Dr. Jennifer Lerner holds the Thornton F. Bradshaw Professorship in Public Policy, Management and Decision Science at the Harvard Kennedy School.  She is the first psychologist in the history of the Harvard Kennedy School to receive tenure.  Professor Lerner also holds appointments in Harvard’s Department of Psychology and Institute for Quantitative Social Sciences.

Research:  Drawing insights from psychology, economics, and neuroscience, Lerner’s research aims to improve decision making in high-stakes contexts and to expand the evidentiary base for designing policies that maximize human health, security, and wellbeing.  Together with colleagues, Lerner developed a theoretical framework that successfully predicts the effects of specific emotions on specific judgment and choice outcomes.  Applied widely, the framework has been especially useful in predicting emotion effects on perceptions of risk, economic decisions, and attributions of responsibility.  For example, she and her colleagues discovered and explained why fear and anger – although both negative emotions – exert opposing effects on the perception of risk.  In other lines of research, her work aims to improve risk communication and to reduce stress within organizational settings.  Published in leading scientific journals (e.g., Proceedings of the National Academy of Sciences), and collectively cited over 36,000 times in scholarly publications alone, Lerner’s research also regularly receives coverage in popular media outlets (e.g., NOVA; the Wall Street Journal; and The New York Times).

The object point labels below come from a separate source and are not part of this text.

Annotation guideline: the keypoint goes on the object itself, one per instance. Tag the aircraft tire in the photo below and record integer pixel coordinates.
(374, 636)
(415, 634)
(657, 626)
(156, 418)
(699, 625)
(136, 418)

Selected scientific awards:  In a White House ceremony, Lerner received the Presidential Early Career Award for Scientists and Engineers (PECASE), the highest honor bestowed by the U.S. government to scientists and engineers in early stages of their careers.  She has also received the National Science Foundation’s (NSF) Faculty Early Career Development Award and the National Science Foundation’s “Sensational 60” designation.  (The 60 members in this latter group were designated as the most prominent American scientists whose first grants were NSF graduate school fellowships.)